На следующий день в Собрании Изнар произносит речь, которая звонким эхом разносится по всей стране.

– Путь к оружию – единственный, который еще остается вам против мятежников, не желающих вернуться к долгу. В самом деле, всякая мысль о капитуляции была бы преступным оскорблением родины… Скажем Европе, что французский народ, раз обнажив меч, забросит ножны и пойдет за ними, лишь увенчавшись победными лаврами, и что если он, несмотря на свое могущество и мужество, падет, защищая свободу, то враги его будут царствовать лишь над трупами… Скажем Европе, что, если кабинеты вовлекут государей в войну против народов, мы вовлечем народы в войну против государей.

На улицах патриотические манифестации. Газеты призывают объявить победоносную войну защитникам эмигрантов. В Собрании неистовствуют ораторы.

Кажется, никогда еще страна не была так единодушна: политики всех направлений спешат высказаться, спешат возглавить это движение. Молчит только один человек – Робеспьер.
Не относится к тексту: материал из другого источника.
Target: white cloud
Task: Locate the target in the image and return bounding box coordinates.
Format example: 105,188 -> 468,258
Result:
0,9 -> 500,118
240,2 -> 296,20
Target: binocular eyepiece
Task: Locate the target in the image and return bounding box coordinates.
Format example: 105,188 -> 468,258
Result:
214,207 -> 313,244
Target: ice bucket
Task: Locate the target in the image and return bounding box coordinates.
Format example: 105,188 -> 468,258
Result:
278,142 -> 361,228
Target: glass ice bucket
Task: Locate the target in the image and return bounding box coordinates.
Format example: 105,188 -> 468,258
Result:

Робеспьер изучал историю, он знает, что такое войны. Жизнь в военных лагерях нисколько не способствует демократическому воспитанию граждан. Конечно, они остаются патриотами, они еще больше любят родину, но для них родину символизирует победоносный военачальник. И тогда… За примером недалеко ходить. Чем кончилась революция в Англии? Военной диктатурой. Неужели и Францию ждет такая же судьба? Кому выгодна война? Если она будет успешна, то укрепит власть короля, так уж положено, что король принимает лавры победителя. А если во Францию вторгнутся интервенты? За их колоннами придут мятежники-эмигранты.

Но, может, Робеспьер ошибается – вся страна хочет войны, один лишь он против? К чему это приведет, если он выступит? Сможет ли он убедить хотя бы Якобинский клуб? Не отвернутся ли от него те люди, которые шли за ним? Сколько раз Робеспьер был свидетелем того, как один неверный шаг политика сразу зачеркивал его биографию, и потом уже никакие усилия не могли вернуть утраченный престиж.

16 декабря 1791 года в Якобинском клубе выступил Бриссо.

– Исполнительная власть объявит войну: она исполняет свой долг, и вы должны поддержать ее, когда она исполняет свой долг. Она безостановочно кричит нам: единение, единение! Ну хорошо, пусть она будет патриотична, и тогда якобинцы станут сторонниками министерства и роялистами.

Бриссо знал что говорить. Все понимали: единство как никогда необходимо стране. Якобинцы бурно аплодировали оратору.